Le ministère public de Jésus en faveur du monde avait duré trois années. Il avait donné l'exemple du renoncement et d'une bienveillance désintéressée. Sa vie de pureté, de souffrance et de consécration était connue de tous. Cependant cette courte période était tout ce que le monde pouvait supporter de la présence de son Rédempteur.

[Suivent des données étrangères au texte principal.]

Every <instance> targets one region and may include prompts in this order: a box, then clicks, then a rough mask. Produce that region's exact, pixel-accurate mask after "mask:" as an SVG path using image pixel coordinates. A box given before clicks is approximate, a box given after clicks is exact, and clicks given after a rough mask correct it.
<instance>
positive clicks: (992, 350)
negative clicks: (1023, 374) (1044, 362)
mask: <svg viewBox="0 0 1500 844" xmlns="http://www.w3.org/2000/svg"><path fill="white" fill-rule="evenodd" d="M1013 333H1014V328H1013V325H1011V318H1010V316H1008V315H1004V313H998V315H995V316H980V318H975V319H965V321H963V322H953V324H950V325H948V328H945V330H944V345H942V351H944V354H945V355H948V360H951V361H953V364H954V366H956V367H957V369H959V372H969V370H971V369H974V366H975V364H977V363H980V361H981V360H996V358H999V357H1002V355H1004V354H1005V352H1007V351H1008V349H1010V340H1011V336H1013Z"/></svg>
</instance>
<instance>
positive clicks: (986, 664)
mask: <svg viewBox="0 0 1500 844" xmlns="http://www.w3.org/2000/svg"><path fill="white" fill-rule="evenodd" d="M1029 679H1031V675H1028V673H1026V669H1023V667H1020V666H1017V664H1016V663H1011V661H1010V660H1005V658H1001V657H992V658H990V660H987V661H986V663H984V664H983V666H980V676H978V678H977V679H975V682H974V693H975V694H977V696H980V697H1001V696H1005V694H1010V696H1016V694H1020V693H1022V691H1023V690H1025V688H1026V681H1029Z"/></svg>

En butte aux persécutions et aux injures, chassé de Bethléhem par un roi envieux, rejeté par les Siens à Nazareth, condamné à mort sans cause à Jérusalem, Jésus, avec Ses quelques fidèles disciples, trouva un asile momentané dans une ville étrangère. Il était maintenant banni loin de ceux qu'Il s'était efforcé de sauver, Celui qui, toujours, s'était laissé toucher par le malheur humain, qui avait guéri les malades, rendu la vue aux aveugles, l'ouie aux sourds, la parole aux muets, et qui avait rassasié les affamés et consolé les affligés. Il était incapable d'atteindre les coeurs aveuglés par le préjugé et la haine, et qui rejetaient avec obstination la lumière, Celui qui avait marché sur les vagues agitées, qui, par une parole, avait calmé leur furie, qui avait expulsé les démons, en les obligeant à Le reconnaître comme le Fils de Dieu, qui avait interrompu le sommeil des morts, et qui avait maintenu des milliers de personnes sous le charme de ses paroles de sagesse.